Langkah kaki mungil Jiona terus melangkah sembari mengetik kalimat yang ingin dikirimkan ke tim pembuat desain seragam terbaru Golden Eagles yang disponsori oleh Pemerintah. Terdapat sekitar tiga desain mentah dan Jiona fokus membalas pesan itu sebelum meneruskannya ke grup obrolan tim. Bagi Jiona, semua hal terkesan mendadak. Mengingat, hanya sebulan, turnamen yang diadakan di GOR Ken Arok akan diselenggarakan.
Jiona begitu fokus, tetapi seketika berhenti tatkala mendengar sebuah suara yang memanggil namanya dari orang yang ia kenali. Menoleh ke belakang, Nita sudah tersenyum begitu lebar. "Hei, Jiona, lo mau ke mana? Kok kayak sibuk banget?"
Tanpa berpikir panjang, Jiona mengangguk. "Iya, gue lumayan sibuk nge-handle Golden Eagles buat turnamen Jatim Volleyball Cup. Ini juga harus ke basecamp untuk ketemu sama Pak Dirga sembari balesin pesan penting," kata Jiona yang fokusnya kembali berada di handphone.
Nita pun mengusap lehernya dengan senyum tampak canggung. "Turnamen itu, ya. Berarti, Kak Jerry bakalan ikut dong jadi setter?"
"Ya, begitulah," ucap Jiona singkat lantas mengangkat kepala, mengarahkan fokus pada Nita. "Lo ada perlu? Gue kebetulan ada urusan—"

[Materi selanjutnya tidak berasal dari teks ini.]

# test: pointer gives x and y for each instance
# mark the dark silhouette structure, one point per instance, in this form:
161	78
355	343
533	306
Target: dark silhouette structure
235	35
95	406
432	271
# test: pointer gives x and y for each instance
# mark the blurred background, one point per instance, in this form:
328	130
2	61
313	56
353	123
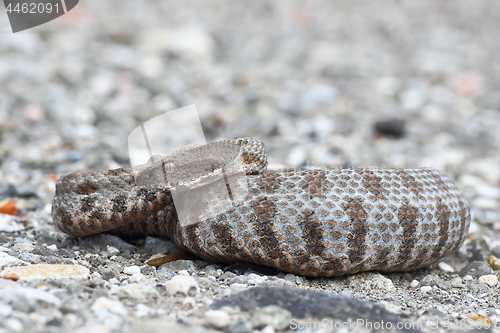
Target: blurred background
342	83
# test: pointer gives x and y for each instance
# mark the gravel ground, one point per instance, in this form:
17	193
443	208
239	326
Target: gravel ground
311	80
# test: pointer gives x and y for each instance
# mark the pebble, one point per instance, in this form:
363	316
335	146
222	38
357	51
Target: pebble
46	271
475	268
241	326
181	284
414	284
27	293
391	128
104	306
426	289
272	315
445	267
372	280
494	262
457	282
130	270
255	279
138	291
217	318
9	223
142	310
154	245
179	265
490	280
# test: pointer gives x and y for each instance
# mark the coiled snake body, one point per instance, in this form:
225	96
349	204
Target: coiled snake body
310	222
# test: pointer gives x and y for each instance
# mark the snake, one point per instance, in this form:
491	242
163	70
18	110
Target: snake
311	222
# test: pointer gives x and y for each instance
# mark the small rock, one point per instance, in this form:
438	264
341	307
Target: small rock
46	271
425	289
390	128
181	284
429	280
7	260
153	245
24	293
237	287
100	242
5	310
457	283
272	315
255	279
23	303
490	280
476	268
103	307
372	280
108	273
494	262
142	310
217	318
140	292
9	223
435	312
496	252
13	324
112	251
445	267
130	270
391	307
240	327
180	265
148	270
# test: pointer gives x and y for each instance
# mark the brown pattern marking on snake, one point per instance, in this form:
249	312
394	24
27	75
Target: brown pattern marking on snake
372	183
463	213
407	216
356	238
264	227
443	217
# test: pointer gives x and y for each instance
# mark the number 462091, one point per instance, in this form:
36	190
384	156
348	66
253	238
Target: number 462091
33	8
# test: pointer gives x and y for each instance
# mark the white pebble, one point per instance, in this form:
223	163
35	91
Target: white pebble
183	272
255	279
136	277
490	280
426	289
142	310
217	318
112	250
445	267
181	284
131	270
105	306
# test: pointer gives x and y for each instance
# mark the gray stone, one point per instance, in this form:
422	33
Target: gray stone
148	270
272	315
476	268
180	265
100	242
154	245
108	273
306	303
240	327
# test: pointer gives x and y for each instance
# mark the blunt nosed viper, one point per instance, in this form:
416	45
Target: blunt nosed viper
309	222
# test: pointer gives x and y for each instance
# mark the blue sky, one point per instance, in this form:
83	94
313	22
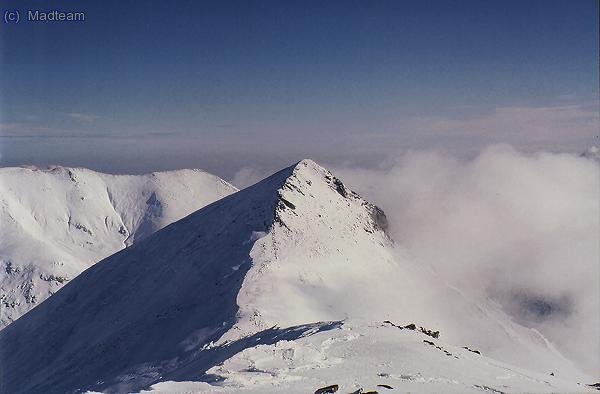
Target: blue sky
167	84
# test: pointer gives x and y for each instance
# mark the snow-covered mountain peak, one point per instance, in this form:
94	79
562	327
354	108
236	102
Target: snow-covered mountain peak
57	221
314	193
265	265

"Nggak ada, gue cuma mau nanya biasa aja dan lo semangat mengembangkan tugas, ya, Mbak Jiona! Gue mau ke kantin dulu kalau begitu." Nita langsung bergegas meninggalkan Jiona, pun berhasil membuat Jiona melongo tak percaya, tetapi detik selanjutnya tersenyum mengerti.
"Nanti gue salamin deh ke Abang Jerry!" Perkataan Jiona dibarengi dengan senyum jahil juga langkah yang harus ia lanjutkan. Akan tetapi, Nita terlihat langsung berbalik, kembali mendekat ke arah Jiona.

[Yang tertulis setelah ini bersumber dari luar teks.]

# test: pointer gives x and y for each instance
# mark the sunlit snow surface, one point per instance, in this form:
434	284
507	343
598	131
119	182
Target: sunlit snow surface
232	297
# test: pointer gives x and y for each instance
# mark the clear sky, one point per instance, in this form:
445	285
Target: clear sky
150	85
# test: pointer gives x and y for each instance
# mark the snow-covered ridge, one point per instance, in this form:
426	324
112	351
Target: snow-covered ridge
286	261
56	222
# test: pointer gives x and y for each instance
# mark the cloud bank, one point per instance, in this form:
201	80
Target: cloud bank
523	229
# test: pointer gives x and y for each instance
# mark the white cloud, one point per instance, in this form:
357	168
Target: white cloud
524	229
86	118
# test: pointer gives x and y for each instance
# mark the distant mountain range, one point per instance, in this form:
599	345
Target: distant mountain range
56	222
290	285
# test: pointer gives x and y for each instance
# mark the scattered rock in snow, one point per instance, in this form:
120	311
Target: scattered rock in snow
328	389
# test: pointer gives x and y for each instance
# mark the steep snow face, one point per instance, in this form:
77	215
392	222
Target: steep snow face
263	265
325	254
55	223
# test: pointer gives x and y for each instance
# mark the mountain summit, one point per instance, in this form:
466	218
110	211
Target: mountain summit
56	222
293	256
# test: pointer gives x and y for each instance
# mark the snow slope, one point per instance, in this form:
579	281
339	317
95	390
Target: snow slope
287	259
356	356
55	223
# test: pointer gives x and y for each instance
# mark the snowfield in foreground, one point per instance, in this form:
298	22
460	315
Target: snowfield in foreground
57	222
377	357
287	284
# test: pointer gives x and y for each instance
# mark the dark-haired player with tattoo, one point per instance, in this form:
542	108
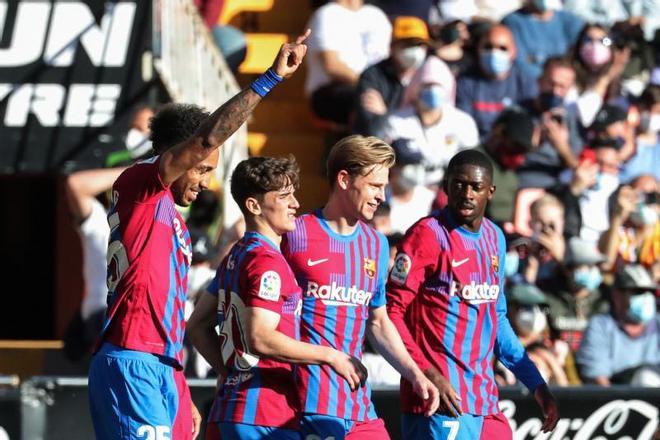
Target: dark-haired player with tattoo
257	302
445	296
136	383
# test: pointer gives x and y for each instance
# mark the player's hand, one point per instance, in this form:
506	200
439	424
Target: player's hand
549	407
425	389
290	56
350	368
448	397
197	420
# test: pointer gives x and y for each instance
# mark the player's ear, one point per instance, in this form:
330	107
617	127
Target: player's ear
343	179
491	192
253	206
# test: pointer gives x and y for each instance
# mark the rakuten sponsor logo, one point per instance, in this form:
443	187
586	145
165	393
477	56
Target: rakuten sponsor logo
475	293
338	295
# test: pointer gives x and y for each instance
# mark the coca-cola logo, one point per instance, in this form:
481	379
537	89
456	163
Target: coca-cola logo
615	420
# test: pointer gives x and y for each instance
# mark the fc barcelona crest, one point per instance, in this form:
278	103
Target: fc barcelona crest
370	267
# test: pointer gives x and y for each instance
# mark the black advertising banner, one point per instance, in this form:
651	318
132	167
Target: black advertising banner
70	74
57	408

"Kok gitu? Jangan aneh-aneh—"
"Mau nanya soal Abang Jerry mah nggak usah sok-sok'an gitu juga kali." Jiona kembali berujar dengan santai. Langsung saja, Nita dibuat memerah menahan malu. Mungkin merasa persembunyiannya sudah diketahui. Rasanya, Jiona ingin tertawa saat melihat sahabat kecilnya itu—Nita yang saat ini menutup wajahnya. Lagipula, bagi Jiona, ia sudah menduga jika Nita menaruh rasa pada Jerry sejak dahulu kala. Walau Nita berusaha melakukan akting dan bersikap netral, Jiona tetap bisa membaca setiap gerak-gerik Nita.
***
"Formasi sewaktu Malang Raya Cup gue rasa udah pas banget. Gue bisa tebak, Pak Dirga bakalan menggunakan formasi yang sama. Terlebih, Pemerintah Kota Malang sepenuhnya memberikan akses penuh kepada kita. Mereka yang akan meng-cover sisanya." Liam berujar seraya memegangi bola voli, lantas mengayunkan lengan kanan ke belakang dan memukulnya. Suara nyaring terdengar. Tidak lama, Kaivan memukul bola dengan kedua tangan yang lurus dan rapat ke depan bawah. Tepat mengenai bola.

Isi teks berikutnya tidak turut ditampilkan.